The farmer peeled them, then started to dice them. "Help! Ouch! Ow!" they screamed in their oniony voices. They didn't understand this, the farmer they trusted was hurting them! The farmer heard some pleading voices, shrugged and brought the knife down again.

6 comments:

Daniel said...

Hi, I believe you are pointing the name "Daniel Tan" to the wrong blog. My blog.

And I remarked to Elliot that the ending smells of meaninglessness.

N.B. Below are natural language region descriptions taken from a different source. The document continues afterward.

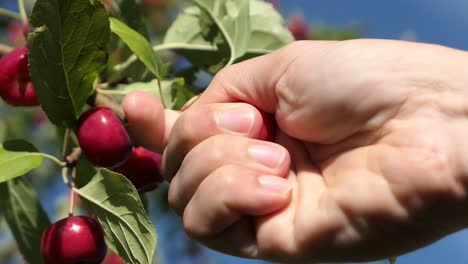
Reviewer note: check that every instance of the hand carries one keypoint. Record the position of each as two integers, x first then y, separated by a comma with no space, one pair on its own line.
368,162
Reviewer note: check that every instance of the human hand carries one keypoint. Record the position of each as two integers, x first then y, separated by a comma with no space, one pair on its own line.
368,161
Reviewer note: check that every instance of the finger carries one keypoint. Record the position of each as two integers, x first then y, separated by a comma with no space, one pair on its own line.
255,81
261,156
211,213
200,123
148,122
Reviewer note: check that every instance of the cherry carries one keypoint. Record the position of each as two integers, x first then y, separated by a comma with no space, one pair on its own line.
142,168
75,239
103,138
15,84
113,258
298,27
267,132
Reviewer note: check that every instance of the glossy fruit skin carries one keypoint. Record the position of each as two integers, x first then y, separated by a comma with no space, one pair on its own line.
75,239
142,168
103,138
113,258
16,88
267,132
298,27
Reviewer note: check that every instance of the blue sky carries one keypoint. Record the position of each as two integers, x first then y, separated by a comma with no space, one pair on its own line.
442,22
433,21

Like a shrug when someone asks you about "purpose".

Maybe it was because you wrote it in like, 5 minutes? :P

*Shrugs*

sweebin said...

I don't agree, Daniel.

The ending is awesome - a chop of the knife that might leave readers blinking their eyes after they had been so caressed into that safe-haven, happy-onions growing world.

I know -- because I blinked and, like you, I went: Huh? Why end like that one?

And, so I looked again. What is the point here?

Now, I say it's a master cut. A cut that provoked me to think. Ah, so many layers to this story. So many layers. Makes me think of all you little children growing in Malaysia. We really have to change our farmer(s)!

From a doting mommy. HIS.

Jian Eu said...

To Misa: Thank you.

To Daniel: How would you end it for more meaning?

Jian Eu said...
This comment has been removed by the author.
Daniel said...

As a writer of ostensibly meaningless stories myself, I never said such endings are a bad thing. =)

I remember the story I presented at the last writer's camp which was utterly meaningless. Somehow your story reminded me of it. But that's just me.

Jian Eu said...

Yes. I talked with Ethan and I get what you mean.